27 Febbraio 2022
Abbiamo ordinato Time Skiffs, l’undicesimo LP degli Animal Collective, lo scorso novembre, direttamente sul sito della Domino.
Mentre scriviamo l’albo è fuori da quasi un mese, e del CD pre-pagato ancora non c’è traccia. Sarà per via della Brexit visto che la Domino spedisce dal Regno Unito, sarà perché le poste sono sempre in ritardo. Sta di fatto che ormai non conviene più andare di pre-order per essere tra i primi a compiere il sacro rituale dell’ascolto dalla copia originale del disco di una band che ammiri da tanti anni, perché tanto l’ultimo cretinetti lo ascolterà e commenterà prima di te, masticandolo e sputandolo in una manciata di minuti grazie ai portali di streaming. Chi crede di dover possedere una copia fisica di un disco, oggi è penalizzato sempre e comunque.
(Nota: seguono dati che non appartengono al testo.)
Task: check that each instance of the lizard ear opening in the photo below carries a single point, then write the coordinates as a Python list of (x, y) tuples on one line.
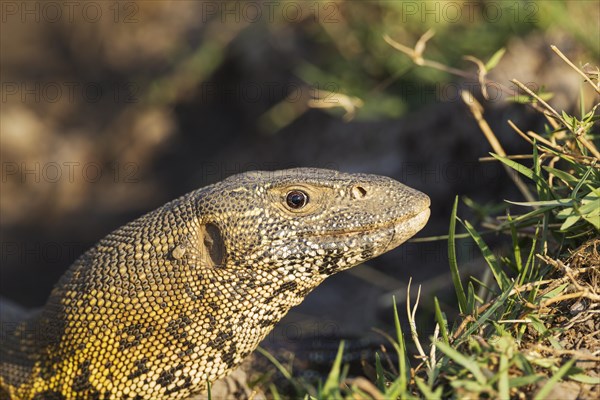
[(212, 245)]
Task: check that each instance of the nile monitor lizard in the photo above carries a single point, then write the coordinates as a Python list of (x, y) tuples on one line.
[(180, 296)]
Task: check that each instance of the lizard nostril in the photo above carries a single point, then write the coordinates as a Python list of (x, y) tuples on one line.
[(358, 192)]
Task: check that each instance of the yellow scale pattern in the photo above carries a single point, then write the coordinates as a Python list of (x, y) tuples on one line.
[(180, 296)]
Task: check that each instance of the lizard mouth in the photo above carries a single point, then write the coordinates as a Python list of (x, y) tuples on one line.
[(398, 230)]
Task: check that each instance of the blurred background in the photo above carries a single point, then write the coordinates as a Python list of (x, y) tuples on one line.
[(112, 108)]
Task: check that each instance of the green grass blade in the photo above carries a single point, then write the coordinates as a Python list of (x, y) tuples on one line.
[(331, 387), (547, 388), (515, 244), (426, 390), (380, 373), (439, 317), (402, 370), (460, 291), (490, 258), (520, 168), (458, 358)]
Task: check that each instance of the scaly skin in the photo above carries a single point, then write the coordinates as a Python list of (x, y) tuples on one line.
[(180, 296)]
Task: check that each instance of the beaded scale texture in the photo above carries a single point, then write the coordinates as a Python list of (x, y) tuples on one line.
[(180, 296)]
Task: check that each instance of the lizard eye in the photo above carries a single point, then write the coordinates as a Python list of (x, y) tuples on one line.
[(296, 199)]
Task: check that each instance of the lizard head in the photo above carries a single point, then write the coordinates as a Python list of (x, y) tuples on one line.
[(309, 223)]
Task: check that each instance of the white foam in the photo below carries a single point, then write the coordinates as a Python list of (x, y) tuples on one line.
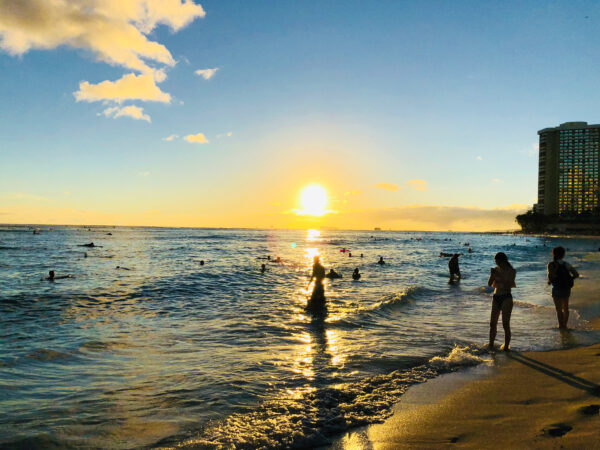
[(458, 357)]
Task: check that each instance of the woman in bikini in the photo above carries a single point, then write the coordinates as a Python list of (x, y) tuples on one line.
[(502, 278)]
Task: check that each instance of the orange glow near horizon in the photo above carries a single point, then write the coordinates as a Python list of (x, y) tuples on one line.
[(313, 201)]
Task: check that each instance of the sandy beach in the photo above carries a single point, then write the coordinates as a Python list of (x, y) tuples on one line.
[(520, 400)]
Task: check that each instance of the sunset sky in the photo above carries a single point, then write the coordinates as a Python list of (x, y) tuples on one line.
[(409, 114)]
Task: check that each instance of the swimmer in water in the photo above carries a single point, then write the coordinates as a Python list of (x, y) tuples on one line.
[(317, 299), (333, 274), (52, 276), (90, 245)]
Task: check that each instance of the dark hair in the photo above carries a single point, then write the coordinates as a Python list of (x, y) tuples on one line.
[(502, 260), (558, 252)]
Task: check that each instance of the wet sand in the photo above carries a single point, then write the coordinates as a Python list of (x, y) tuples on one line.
[(524, 400)]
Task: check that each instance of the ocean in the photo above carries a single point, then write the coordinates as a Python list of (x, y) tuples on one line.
[(174, 353)]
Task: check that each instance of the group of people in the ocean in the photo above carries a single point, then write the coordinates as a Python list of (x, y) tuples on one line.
[(502, 279)]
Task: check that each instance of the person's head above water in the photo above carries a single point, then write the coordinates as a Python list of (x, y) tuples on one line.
[(502, 260), (558, 252)]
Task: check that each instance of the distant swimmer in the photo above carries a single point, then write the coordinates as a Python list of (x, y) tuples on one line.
[(90, 245), (333, 274), (52, 276), (317, 299), (454, 268)]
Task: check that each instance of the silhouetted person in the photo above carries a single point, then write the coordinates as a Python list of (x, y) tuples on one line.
[(333, 274), (317, 299), (90, 245), (52, 276), (561, 275), (454, 268), (502, 278)]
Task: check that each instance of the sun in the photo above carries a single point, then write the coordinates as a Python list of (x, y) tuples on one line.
[(313, 200)]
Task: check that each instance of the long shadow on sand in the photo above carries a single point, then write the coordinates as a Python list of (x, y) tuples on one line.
[(559, 374)]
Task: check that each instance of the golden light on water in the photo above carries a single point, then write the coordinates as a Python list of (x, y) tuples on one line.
[(313, 200)]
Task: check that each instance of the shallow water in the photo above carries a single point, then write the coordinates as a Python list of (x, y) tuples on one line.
[(172, 352)]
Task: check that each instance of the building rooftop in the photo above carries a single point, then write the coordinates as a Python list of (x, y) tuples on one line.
[(569, 126)]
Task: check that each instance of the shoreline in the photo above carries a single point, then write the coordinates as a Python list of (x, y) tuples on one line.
[(539, 399)]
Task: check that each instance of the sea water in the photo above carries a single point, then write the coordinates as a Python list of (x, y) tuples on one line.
[(172, 352)]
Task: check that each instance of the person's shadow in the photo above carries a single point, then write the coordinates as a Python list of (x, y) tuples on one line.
[(555, 372)]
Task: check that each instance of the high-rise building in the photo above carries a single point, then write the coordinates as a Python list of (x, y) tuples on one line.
[(568, 169)]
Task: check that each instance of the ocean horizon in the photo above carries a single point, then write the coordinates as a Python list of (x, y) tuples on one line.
[(144, 346)]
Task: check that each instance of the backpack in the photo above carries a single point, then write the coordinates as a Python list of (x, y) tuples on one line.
[(562, 277)]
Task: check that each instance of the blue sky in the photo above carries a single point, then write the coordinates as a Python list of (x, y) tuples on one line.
[(344, 94)]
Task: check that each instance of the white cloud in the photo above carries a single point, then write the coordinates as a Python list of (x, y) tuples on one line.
[(116, 32), (387, 186), (207, 74), (128, 87), (135, 112), (418, 185), (196, 138)]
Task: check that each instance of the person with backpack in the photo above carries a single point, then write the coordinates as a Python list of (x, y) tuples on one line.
[(561, 275)]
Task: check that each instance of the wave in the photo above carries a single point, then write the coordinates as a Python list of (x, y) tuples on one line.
[(309, 416), (398, 298)]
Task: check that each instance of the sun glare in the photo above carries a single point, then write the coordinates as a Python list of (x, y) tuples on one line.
[(313, 200)]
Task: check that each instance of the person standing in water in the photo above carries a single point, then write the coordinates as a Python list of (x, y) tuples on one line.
[(454, 268), (502, 278), (317, 299), (561, 275)]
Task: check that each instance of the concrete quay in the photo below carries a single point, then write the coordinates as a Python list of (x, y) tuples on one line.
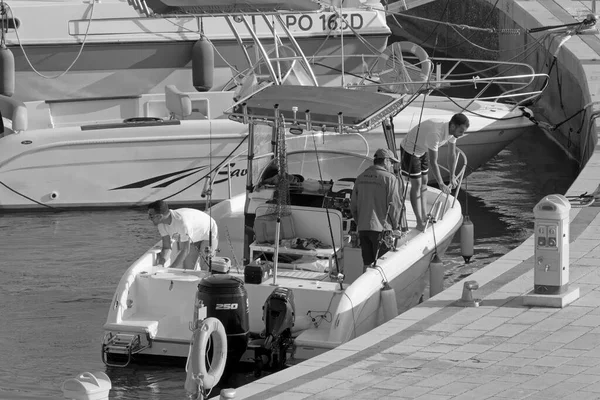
[(499, 350)]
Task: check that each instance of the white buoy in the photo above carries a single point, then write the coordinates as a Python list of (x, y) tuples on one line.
[(227, 394), (467, 238), (436, 276), (87, 386), (388, 301)]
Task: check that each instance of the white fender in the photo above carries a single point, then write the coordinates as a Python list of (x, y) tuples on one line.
[(421, 54), (210, 328)]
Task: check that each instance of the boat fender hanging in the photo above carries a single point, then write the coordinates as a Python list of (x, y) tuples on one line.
[(436, 276), (203, 65), (7, 71), (388, 302), (421, 54), (467, 239), (211, 328)]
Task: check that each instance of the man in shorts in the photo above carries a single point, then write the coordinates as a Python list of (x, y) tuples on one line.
[(376, 205), (191, 229), (419, 146)]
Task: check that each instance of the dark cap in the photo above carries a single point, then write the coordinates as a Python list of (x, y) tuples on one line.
[(385, 153)]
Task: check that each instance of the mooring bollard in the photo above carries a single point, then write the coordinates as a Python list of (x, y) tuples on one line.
[(227, 394), (467, 299)]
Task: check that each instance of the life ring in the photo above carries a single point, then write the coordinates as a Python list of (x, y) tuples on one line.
[(211, 327), (421, 54)]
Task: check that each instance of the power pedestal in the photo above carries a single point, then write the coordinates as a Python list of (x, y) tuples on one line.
[(551, 270)]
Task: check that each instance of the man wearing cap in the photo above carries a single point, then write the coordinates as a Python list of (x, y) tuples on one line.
[(376, 205), (422, 143)]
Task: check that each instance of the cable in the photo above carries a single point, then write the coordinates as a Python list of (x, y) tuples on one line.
[(93, 5)]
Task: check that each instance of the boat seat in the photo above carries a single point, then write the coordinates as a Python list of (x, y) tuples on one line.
[(308, 222), (145, 324), (178, 103)]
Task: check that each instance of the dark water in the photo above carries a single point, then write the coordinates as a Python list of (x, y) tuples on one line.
[(59, 271)]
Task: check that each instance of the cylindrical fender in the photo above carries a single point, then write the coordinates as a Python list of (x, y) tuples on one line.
[(196, 364), (421, 54)]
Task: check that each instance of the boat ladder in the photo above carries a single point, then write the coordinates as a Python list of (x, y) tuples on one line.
[(127, 344)]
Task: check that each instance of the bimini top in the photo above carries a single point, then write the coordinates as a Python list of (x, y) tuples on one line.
[(317, 108)]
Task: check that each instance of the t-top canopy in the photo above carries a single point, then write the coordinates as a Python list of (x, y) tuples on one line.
[(354, 110)]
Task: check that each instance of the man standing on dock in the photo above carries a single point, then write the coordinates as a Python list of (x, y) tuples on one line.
[(421, 143), (376, 205), (190, 228)]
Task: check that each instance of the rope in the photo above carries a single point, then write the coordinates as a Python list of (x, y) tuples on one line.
[(335, 257)]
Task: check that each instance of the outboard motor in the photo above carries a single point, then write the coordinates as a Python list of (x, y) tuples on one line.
[(226, 299), (278, 316)]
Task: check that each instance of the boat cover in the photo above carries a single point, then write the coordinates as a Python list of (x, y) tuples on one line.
[(360, 110)]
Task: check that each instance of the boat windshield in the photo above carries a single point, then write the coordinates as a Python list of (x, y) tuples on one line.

Questo però non ci indispettisce rispetto all’artista e quindi non deve inficiare sul giudizio di lavoro lungamente atteso, perché dopo il tonfo (si può dire?) di Painting With (2016), e a parte qualche trovata sperimentale di poca utilità, i due motori della band hanno prodotto due episodi solistici di grande ispirazione, che ci hanno fatto credere che forse ci sarebbe stato un ulteriore grande album degli Animal Collective. Così è, parzialmente.
È chiaro già durante il primo ascolto che se il metro di paragone è Merryweather Post Pavilion (2009), l’iconica summa del percorso del primo decennio di vita del combo di Baltimora, Time Skiffs non riesce a tenere botta, soprattutto in termini di songwriting. MPP non era un album arrangiato splendidamente (tutt’altro!), ma aveva dalla sua delle melodie che riuscivano ad emergere dalla confusione della performance – gli Animal Collective, non ce ne vogliano, non sono i King Crimson – e ad alzarsi libere nell’aria. Ancora oggi ti parte il battimano se ripensi a My Girls.
Time Skiffs è invece arrangiato con buona calibrazione e mixato anche meglio (complimenti alla nostra Marta Scalogni), ma solo alcune delle sue canzoni possono dirsi pienamente riuscite dal punto di vista corale e quindi melodico. Il singolo Prester John è certamente una di queste tracce, e uno dei vertici assoluti della loro discografia: c’è un po’ tutta la loro poetica nel testo, c’è un impianto vocale in cui Deakin, Avey Tare e Panda Bear si dividono perfettamente i compiti, mentre il basso regge in piedi tutta la struttura. Stupenda.
Altri pezzi hanno bisogno di svariati ascolti per mostrare tutte le loro carte ed essere goduti a pieno. Se Strung with Everything sembra più vicina ai tempi di Strawberry Jam, un po’ anonima è invece Walker, dedicata da Lennox a Scott Walker, che non sembra aver né nerbo né materia da approfondire. Cherokee è accomodante, ma rimane un sottofondo lineare.
L’atmosfera trasognata di Passer-By è anch’essa intermezzo acquiescente prima del refrain di We Go Back, invero un bel flashback che riporta agli AC dei vecchi tempi, e un altro vertice di Time Skiffs, assieme anche agli intrecci vocali di Car Keys, nella prima parte del disco. Il tutto però porta quasi al rallenty fino alla coda di Royal and Desire: non ci sono più gli attacchi isterici e caffeinati di Avey, ma nemmeno gli slanci spirituali e psichedelici di Panda Bear.
Tutta la seconda metà della parata sembra galleggiare in una comfort zone che certo non può definirsi sperimentale, né particolarmente innovativa per la band, ma che ti mantiene al sicuro, convinto che sì, gli Animal Collective sono diventati adulti e che ti trovi sempre in buona compagnia con loro, ma anche che no, non ti fanno più alzare dalla sedia per unirti al loro coro: vogliono che te ne stai seduto a riflettere piuttosto. Quel che è stato è stato, ed è stato bello che sia veramente accaduto. Ripensaci. Tu c’eri.